The trial was stopped early because of these successful findings.
HHT is a condition in which blood vessels become unusually tangled and twisted. This can lead to excessive nosebleeds that hallmark the disease. HHT also causes bleeding in the digestive tract and can produce serious complications in the lungs, liver and brain. Bleeding episodes worsen with age. There are no FDA-approved medications for long-term management of HHT.
Dr. McCrae began searching for new options and found that the cancer drug thalidomide had shown positive outcomes in a few patients with similar symptoms.
Thalidomide primarily treats multiple myeloma, but can have serious side effects, so instead of pursuing large-scale research with thalidomide, Dr. McCrae used a drug with a similar chemical structure called pomalidomide, an FDA-approved drug for the treatment of bone marrow cancer.

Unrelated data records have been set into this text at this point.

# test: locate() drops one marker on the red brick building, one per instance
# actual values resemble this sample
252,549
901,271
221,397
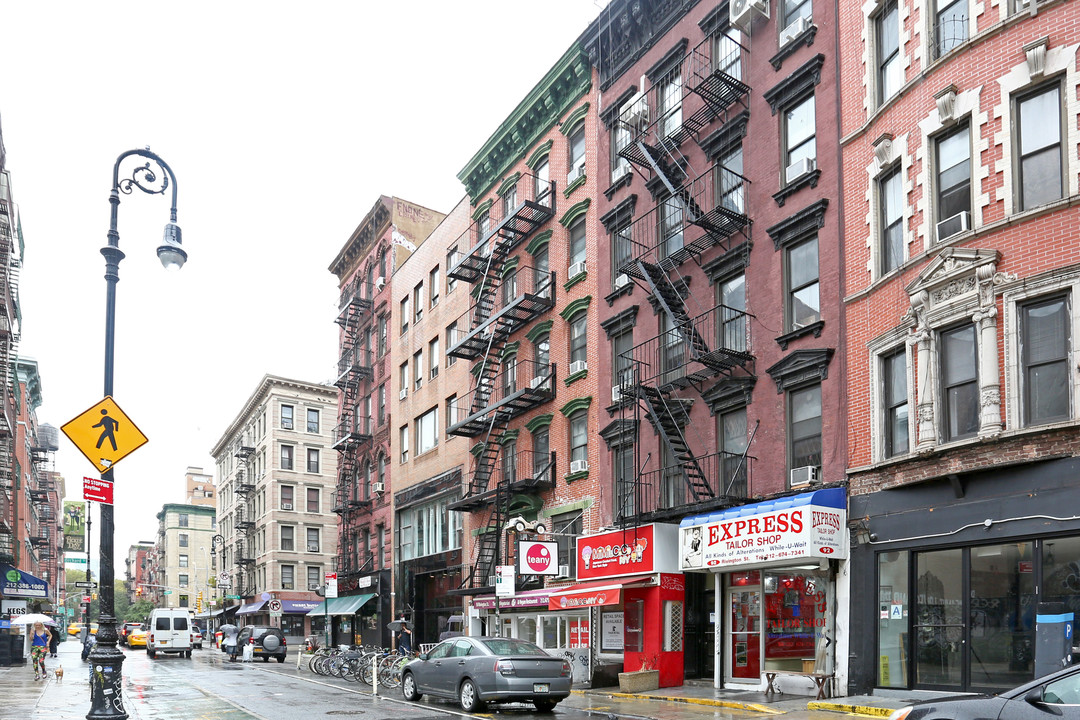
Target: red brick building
960,279
721,315
365,268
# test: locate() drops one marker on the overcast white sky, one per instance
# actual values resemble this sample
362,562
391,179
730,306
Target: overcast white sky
283,123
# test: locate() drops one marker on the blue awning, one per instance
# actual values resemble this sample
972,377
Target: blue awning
251,608
810,526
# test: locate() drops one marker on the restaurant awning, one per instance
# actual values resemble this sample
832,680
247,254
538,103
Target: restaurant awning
346,606
593,595
251,608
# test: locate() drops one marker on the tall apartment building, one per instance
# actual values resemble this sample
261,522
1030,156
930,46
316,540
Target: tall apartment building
200,487
959,149
711,135
426,463
184,562
275,471
366,268
137,570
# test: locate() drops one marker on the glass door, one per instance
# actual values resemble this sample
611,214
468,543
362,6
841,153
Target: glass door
744,614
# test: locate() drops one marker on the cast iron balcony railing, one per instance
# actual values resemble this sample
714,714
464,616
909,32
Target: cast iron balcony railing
523,294
664,492
352,431
521,472
517,389
515,215
358,297
715,342
353,366
701,215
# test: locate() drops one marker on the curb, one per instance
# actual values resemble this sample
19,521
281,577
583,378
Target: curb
755,707
866,710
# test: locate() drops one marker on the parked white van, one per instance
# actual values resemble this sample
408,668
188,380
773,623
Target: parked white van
169,630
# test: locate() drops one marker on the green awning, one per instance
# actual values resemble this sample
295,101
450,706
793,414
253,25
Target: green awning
346,606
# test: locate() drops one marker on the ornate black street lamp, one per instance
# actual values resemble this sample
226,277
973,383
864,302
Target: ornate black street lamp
106,659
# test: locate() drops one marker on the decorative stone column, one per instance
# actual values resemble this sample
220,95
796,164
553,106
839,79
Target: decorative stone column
926,433
986,322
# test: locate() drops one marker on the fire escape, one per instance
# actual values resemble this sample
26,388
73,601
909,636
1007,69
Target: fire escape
507,297
9,338
243,551
696,347
355,426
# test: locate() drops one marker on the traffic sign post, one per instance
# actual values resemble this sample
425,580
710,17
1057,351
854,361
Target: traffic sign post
104,434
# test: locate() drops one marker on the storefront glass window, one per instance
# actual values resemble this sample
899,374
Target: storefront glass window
892,620
795,617
1002,614
939,624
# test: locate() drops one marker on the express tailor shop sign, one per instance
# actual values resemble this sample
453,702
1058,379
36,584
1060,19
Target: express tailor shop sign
634,551
812,526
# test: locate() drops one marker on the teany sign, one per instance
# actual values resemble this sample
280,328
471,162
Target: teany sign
537,558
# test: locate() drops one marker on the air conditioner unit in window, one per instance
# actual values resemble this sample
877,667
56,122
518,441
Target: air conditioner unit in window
805,475
575,174
799,168
794,30
953,226
741,12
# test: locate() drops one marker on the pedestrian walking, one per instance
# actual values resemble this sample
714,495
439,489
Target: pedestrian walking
39,648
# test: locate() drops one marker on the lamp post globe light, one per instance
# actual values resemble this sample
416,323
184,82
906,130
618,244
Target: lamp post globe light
153,177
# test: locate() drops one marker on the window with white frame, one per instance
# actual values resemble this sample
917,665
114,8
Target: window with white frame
894,404
959,389
427,431
890,72
1044,341
801,275
1039,146
800,139
953,175
890,187
804,413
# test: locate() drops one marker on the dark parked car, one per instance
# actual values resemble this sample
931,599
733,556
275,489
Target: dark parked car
269,641
1052,695
481,670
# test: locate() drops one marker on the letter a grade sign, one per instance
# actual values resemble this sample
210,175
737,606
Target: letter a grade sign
105,434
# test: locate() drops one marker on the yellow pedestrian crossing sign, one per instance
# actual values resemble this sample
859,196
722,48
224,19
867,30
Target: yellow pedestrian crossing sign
105,434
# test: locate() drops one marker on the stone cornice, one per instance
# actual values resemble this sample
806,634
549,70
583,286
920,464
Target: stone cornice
564,84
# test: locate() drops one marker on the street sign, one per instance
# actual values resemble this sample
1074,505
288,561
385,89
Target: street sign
105,434
97,490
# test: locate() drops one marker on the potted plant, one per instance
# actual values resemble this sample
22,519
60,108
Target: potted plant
643,680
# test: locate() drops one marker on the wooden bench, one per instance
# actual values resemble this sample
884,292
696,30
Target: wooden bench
822,680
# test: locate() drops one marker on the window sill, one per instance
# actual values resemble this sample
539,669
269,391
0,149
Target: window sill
574,281
807,179
812,328
574,378
571,477
574,186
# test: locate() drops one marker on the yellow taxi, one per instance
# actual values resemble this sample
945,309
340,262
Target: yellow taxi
136,637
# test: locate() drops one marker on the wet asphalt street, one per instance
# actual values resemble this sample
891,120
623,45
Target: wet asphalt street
207,687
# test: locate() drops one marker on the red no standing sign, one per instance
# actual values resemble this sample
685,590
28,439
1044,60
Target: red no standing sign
99,491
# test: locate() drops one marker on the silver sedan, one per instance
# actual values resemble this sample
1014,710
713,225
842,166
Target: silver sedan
481,670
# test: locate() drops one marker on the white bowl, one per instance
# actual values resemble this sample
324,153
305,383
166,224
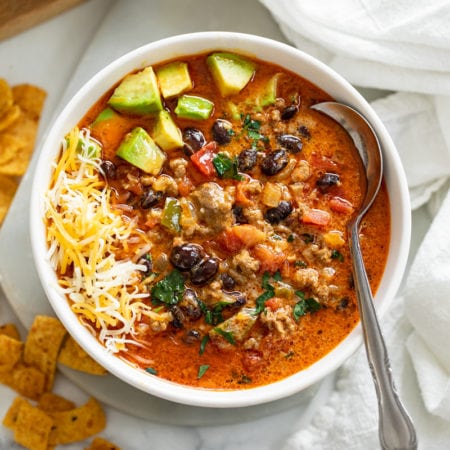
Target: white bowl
264,49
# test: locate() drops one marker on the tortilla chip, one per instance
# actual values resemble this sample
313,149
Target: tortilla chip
77,424
9,329
27,381
25,129
32,427
9,117
42,346
10,419
50,402
73,356
102,444
6,96
30,99
10,352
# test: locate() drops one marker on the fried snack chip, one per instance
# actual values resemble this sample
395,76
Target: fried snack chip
73,356
10,353
102,444
30,99
9,117
32,427
6,96
9,329
8,188
42,346
49,402
77,424
27,381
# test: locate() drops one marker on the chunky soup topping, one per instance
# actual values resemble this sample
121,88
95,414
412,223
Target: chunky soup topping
197,222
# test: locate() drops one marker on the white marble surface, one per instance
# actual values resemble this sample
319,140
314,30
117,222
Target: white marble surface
60,55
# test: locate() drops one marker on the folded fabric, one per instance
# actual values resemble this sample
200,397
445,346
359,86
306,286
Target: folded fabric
399,46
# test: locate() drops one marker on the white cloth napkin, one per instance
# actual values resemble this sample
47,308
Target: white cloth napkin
401,46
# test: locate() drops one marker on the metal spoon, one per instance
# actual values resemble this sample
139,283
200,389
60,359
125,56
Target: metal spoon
396,430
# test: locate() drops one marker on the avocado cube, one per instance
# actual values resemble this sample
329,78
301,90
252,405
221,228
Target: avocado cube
231,72
174,79
106,114
165,133
139,149
192,107
138,94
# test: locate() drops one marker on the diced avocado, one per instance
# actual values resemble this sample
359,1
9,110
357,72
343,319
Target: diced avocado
174,79
192,107
231,72
139,149
237,326
138,93
166,134
106,114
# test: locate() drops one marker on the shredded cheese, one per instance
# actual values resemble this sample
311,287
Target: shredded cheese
86,237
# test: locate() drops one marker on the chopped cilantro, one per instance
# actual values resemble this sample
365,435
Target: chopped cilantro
170,289
335,254
226,334
226,167
202,370
203,343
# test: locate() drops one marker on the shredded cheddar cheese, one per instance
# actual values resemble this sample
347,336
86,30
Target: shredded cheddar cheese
86,238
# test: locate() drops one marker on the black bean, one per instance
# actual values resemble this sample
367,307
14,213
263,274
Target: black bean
238,214
186,256
247,160
228,282
178,316
150,198
327,181
109,170
190,305
289,112
304,131
192,336
291,143
274,162
193,140
221,131
204,271
279,213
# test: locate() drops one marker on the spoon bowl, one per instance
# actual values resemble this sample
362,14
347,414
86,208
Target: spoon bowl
396,429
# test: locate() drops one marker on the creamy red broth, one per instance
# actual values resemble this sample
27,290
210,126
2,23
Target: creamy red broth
284,274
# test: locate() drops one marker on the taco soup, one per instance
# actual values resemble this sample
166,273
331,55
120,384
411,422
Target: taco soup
197,220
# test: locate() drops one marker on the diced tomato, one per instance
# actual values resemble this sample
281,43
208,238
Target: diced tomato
203,159
185,187
229,241
270,260
316,217
341,205
241,194
273,303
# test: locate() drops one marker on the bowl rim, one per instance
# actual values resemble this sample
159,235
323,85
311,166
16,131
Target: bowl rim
264,49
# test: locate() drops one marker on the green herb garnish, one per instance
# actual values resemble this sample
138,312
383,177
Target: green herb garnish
170,289
201,370
227,167
203,343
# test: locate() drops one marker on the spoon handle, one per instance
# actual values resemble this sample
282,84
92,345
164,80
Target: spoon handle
396,430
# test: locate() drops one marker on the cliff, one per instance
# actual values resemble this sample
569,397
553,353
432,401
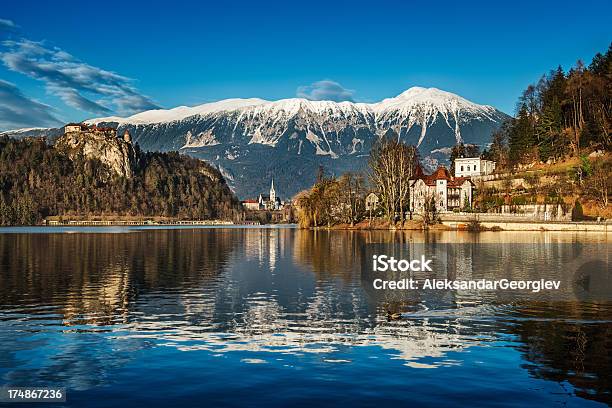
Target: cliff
117,154
75,178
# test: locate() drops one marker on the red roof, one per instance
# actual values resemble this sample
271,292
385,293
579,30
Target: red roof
441,173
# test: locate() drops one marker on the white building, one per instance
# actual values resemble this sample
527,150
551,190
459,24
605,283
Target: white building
446,191
473,166
371,202
271,201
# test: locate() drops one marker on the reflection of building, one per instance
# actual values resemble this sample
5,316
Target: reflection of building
473,166
441,188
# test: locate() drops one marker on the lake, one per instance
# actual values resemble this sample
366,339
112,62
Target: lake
157,317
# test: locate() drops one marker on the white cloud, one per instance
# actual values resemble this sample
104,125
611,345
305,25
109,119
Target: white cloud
7,25
325,90
17,110
80,85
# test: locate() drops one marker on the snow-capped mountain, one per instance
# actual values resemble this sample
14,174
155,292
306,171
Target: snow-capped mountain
254,140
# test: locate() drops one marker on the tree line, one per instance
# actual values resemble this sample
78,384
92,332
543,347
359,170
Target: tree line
37,181
563,114
341,200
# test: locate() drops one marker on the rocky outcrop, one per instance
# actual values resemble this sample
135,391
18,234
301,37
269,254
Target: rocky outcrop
118,154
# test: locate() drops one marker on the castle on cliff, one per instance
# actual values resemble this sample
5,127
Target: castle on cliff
106,131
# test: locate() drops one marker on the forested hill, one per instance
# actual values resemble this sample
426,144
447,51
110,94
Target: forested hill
562,115
39,180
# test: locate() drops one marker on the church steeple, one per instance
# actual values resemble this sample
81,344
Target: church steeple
272,192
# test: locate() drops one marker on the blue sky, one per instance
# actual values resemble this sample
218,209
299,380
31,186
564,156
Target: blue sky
68,61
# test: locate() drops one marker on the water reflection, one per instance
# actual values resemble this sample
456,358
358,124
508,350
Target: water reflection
88,305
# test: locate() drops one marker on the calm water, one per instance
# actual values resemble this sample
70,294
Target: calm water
278,316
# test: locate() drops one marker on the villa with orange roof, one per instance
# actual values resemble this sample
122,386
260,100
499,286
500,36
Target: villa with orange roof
447,191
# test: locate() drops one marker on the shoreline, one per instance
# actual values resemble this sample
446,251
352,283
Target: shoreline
483,226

All participants had moderate to severe nosebleeds requiring iron infusions or blood transfusions.
Researchers observed that patients with HHT taking pomalidomide saw a marked decrease in nosebleed severity, required fewer blood transfusions and iron infusions and experienced an improved quality of life.
Researchers speculate that pomalidomide works by blocking the growth of abnormal blood vessels.
Though researchers did not follow participants after the trial ended, Dr. McCrae said some of his patients who were enrolled in the study have gone up to six months without nosebleeds recurring, even though they had stopped the medication. This suggested that the drug may have promise as a long-term or intermittent treatment, he said.
(Excerpt) Read more at medicalxpress.com ...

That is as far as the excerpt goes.